I'd like to do....something, but I'm not sure what. In plain English I'd really like "if you have any results, just show that one result" which would address the first two. For the second, "if you have a result with an underscore, just show that one". Lastly, "if you have two dashes, rename that to 'Unknown'". I don't even know if it's possible, and truth be told if it's a boatton of work in logstash then meh I'll just deal with it as it is. Thank you.

the below combinations of results in Kibana

It's very hard to understand what you mean. What do the documents contain? What query are you using in Kibana? Are you seeing this in the Discover tab? A screenshot might help.

Yea I guess I could have made this clearer. Ok so here's the logstash bits:

input {

	file {
		type => "connlog"
		path => "/opt/bro/spool/bro/conn.log"
		sincedb_path => "/var/lib/logstash/.sincedbconn"
	}

This has a grok match (snips added for clarity):

match => [ "message", "(<snip>\t(?<service>(.*?)) <snip> \t(?<service>(.*))" ]

I've named them both service since a) they ARE services (ssl for the first and for example ssl_facebook on the second). This is how Kibana displays them:

So again...I can live with this..the service has at least been identified with one or the other field.

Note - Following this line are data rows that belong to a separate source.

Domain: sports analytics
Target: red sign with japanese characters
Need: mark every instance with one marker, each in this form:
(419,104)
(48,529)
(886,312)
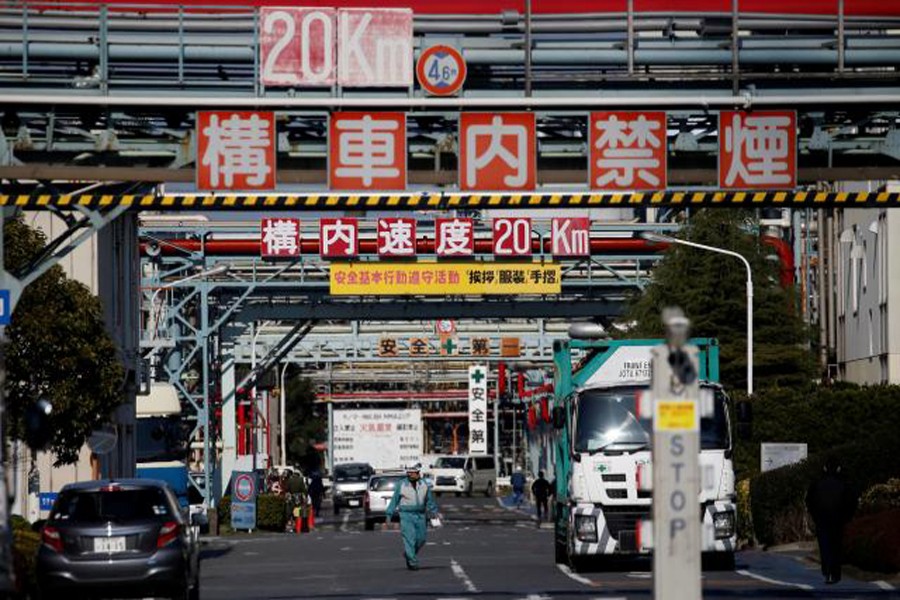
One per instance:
(570,236)
(297,46)
(512,236)
(375,47)
(279,237)
(235,150)
(757,150)
(367,151)
(454,237)
(396,236)
(628,151)
(497,151)
(338,238)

If it hasn't been, then I know it's something unknown and I can dig deeper into it. My question is can I clean this up so where I only have either a) a single entry, the service with a "_" if it exists, b) remove the "-," or ",-" if they exist, and lastly c) change the "-,-" to "Unknown". Thanks...sorry I wasn't very clear here.

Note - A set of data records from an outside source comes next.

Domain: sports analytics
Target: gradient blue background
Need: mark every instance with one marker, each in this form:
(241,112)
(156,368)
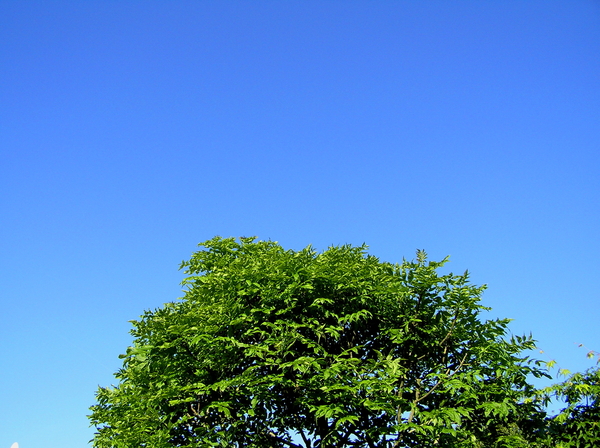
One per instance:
(131,131)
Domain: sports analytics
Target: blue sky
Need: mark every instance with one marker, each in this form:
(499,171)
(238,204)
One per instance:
(132,131)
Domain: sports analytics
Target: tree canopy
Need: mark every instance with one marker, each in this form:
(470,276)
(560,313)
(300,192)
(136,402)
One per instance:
(279,348)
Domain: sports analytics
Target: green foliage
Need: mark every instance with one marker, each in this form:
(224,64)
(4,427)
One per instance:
(279,348)
(578,424)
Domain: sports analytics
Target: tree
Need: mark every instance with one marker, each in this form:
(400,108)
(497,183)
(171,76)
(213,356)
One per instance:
(280,348)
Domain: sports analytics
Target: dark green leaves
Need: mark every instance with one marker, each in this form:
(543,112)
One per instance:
(272,347)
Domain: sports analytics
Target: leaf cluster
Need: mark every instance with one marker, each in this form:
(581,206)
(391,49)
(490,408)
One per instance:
(279,348)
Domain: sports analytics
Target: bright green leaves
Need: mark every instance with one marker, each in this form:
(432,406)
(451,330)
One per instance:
(271,346)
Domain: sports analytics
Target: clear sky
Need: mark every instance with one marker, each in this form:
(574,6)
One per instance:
(131,131)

  • So the service field should really never be an array then? Since you want to remove all hyphen entries and in the last example want to keep "ssl_google" it seems service should always be a string.
  • Please show some example log entries. The simplest solution might (depending on the answer to the previous bullet) be to adjust the grok expression.

Thanks for looking at this Magnus. Here's a sample:

1476643999.554721	CCds0e2aAntQPGzZn2	192.168.1.2	13062	192.168.1.253	53	udp	dns	0.045913	37	213	SF	T	T	0	Dd	1	65	1	241	(empty)	dns_google

I'm basically cheating here....the last "service" entry is actually called "protosigs", but I called it service so they'd end up in the same place. The goal and intent is to be able to histogram by date using the service Term, since currently we can only use one Term in Kibana (besides TimeLion which continues to mystify me). Case in point:

Thanks again Magnus...I tried using join => { "service" => "," }, but I think that only applies to arrays.

Maybe capture the last field into a separate temporary field that you overwrite the service value with if set?

That's a neat idea...not sure how'd I would do that in logstash...I'll do some research..thank you Magnus!